What happens if you keep your fat intake low and binge on carbs for a day or two?
Can you expect much, if any fat gain?
Researchers at the University of Lausanne tested this idea by giving one group of people a normal “balanced” diet that included 300 grams of carbs, 90 grams of protein, and 90 grams of fat. The other group got a whopping 800 grams of carbs and the same amount of protein and fat.
In this case, the researchers didn’t just measure total body fat gain. They took things one step further and measured how much of the extra carbohydrate was converted into body fat.
What did they find?
After four days of eating like this, only about 13% of the extra carbs were being converted into fat in the high-carb group.

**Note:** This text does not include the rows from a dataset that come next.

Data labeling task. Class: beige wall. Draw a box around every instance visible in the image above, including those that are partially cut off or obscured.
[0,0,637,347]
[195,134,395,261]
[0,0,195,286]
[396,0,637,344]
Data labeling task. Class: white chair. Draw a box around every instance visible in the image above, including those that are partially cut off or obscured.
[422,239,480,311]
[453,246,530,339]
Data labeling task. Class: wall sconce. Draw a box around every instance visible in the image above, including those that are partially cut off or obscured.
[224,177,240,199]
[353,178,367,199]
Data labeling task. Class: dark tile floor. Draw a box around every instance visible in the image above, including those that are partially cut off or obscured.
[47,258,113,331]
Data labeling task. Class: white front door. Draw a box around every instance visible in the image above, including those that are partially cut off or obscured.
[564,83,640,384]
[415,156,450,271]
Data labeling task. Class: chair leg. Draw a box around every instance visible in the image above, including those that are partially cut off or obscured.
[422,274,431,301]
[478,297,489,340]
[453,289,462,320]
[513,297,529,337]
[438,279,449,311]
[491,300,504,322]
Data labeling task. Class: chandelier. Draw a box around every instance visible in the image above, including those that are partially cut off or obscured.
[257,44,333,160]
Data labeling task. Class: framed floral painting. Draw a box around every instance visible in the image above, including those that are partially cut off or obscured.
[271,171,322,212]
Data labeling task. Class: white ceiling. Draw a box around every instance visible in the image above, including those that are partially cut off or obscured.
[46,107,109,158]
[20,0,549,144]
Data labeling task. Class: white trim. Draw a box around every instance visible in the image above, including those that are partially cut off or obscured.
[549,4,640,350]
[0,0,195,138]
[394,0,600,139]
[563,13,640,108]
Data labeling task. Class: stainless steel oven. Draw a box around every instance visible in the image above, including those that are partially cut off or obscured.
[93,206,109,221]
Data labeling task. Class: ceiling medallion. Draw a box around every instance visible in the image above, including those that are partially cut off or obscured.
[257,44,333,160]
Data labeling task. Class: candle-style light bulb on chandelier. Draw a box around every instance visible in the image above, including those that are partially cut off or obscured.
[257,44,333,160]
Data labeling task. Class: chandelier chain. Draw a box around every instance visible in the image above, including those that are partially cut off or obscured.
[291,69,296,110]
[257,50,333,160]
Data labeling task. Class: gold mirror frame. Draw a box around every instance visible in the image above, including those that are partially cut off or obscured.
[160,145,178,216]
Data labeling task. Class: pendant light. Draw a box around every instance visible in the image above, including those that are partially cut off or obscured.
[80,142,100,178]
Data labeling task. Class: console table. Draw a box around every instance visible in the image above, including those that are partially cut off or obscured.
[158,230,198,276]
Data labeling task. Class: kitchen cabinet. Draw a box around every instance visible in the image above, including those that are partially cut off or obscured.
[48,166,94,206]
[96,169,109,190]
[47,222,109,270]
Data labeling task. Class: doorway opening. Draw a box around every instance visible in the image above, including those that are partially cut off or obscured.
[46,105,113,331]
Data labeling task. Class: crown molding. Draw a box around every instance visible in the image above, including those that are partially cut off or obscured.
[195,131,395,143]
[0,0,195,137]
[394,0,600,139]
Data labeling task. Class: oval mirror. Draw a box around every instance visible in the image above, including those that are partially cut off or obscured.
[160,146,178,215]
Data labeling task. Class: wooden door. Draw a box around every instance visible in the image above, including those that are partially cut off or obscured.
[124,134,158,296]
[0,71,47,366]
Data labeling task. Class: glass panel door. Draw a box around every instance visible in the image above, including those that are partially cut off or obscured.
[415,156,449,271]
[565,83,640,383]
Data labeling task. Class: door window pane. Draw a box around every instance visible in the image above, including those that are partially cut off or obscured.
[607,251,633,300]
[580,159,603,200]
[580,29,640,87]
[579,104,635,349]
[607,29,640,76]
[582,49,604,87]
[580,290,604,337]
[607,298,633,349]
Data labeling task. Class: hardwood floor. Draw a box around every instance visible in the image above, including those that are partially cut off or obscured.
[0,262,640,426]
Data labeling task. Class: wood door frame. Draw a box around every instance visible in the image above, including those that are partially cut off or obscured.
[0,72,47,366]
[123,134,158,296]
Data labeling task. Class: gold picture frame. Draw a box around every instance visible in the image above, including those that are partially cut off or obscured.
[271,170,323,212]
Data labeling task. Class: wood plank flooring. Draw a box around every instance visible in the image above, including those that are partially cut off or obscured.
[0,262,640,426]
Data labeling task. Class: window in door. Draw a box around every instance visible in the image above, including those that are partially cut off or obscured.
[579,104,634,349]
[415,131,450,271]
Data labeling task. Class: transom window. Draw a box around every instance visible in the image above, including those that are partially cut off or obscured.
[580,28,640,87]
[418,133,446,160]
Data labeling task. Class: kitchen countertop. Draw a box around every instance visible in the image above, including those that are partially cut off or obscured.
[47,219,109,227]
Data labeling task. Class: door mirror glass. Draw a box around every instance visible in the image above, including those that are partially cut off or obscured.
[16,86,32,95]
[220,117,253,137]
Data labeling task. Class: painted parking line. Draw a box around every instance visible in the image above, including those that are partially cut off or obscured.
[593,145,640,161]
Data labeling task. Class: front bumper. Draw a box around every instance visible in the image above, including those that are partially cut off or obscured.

The researchers didn’t calculate exactly how much body fat gain this would translate into, but it’s likely less than a quarter pound of body fat per day.
So, if you’re only overeating for a day, you can significantly minimize your chances of gaining body fat by keeping your fat intake low and primarily overeating carbohydrate and protein.
Not only that, but periodically increasing your carbohydrate intake can have several benefits for your performance, body composition, and mood. Check out this article to learn more:
Bingeing will always cause some level of fat gain.
How much, though, depends on what you eat, how much you eat, and how your body responds to overeating.
In the final analysis, here’s what we can say:
- It’s impossible to tell exactly how much fat you’ll gain when overeating, but a good rule of thumb might be a fifth of a pound of body fat per 1,000 calories above your maintenance needs.
- In a worst case scenario, where you eat thousands of extra calories along with a large amount of fat, you can expect to gain maybe a pound or two of fat in a single day.
- If you keep your fat intake low to moderate, and mostly overeat high-carb and high-protein foods, then you can expect to gain closer to a quarter pound of fat at most.
The bottom line is that you don’t get fat from a single day of overeating. You get fat from continuously eating far more calories than your body needs.
The best way to avoid that, then, is to eat plenty of whole, nutritious, minimally processed foods that you enjoy.